I think the problem stems from where Abbott is getting that growth. The company announced that it was cutting 1,900 jobs or about 2% of its workforce to save about $200 million annually. Investors would rather see growth coming from revenue increases than expense decreases, but Abbott's pipeline is a little weak. Earlier this month it pulled the U.S. and EU marketing applications for its next-generation psoriasis drug, briakinumab, after regulators indicated that they would need more data to approve the drug.
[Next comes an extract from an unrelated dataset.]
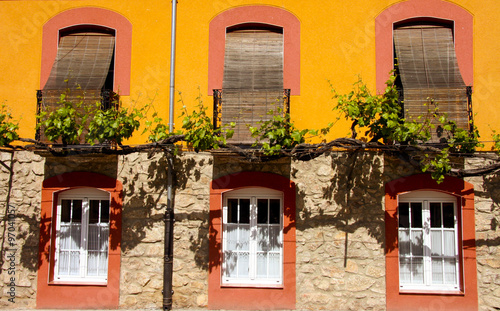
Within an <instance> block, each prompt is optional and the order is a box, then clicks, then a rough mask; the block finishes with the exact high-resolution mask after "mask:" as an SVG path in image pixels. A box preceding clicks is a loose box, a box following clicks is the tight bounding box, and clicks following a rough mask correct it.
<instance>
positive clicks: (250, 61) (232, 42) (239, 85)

Abbott is getting decent growth from its current offering, especially Humira that was up 13% year over year in the fourth quarter. But increases in its top selling drug just worry investors more. Humira sales make up nearly a fifth of total revenue and yet there are plenty of companies gunning for it. Johnson & Johnson (NYSE: JNJ) already has Stelara for psoriasis and Simponi for rheumatoid arthritis approved, and Pfizer (NYSE: PFE), Rigel Pharmaceuticals (Nasdaq: RIGL) and Incyte (Nasdaq: INCY) are in a three-way race to develop an oral rheumatoid arthritis drug. The latter two are backed by big pharma -- AstraZeneca (NYSE: AZN) and Eli Lilly (NYSE: LLY) respectively -- so Abbott could have its work cut out for it.

Abbott's a solid company with solid dividend and growth potential in the near term. But investors need to be careful extrapolating that growth out. It might be harder for Abbott to keep growing at this pace in 2012 and beyond.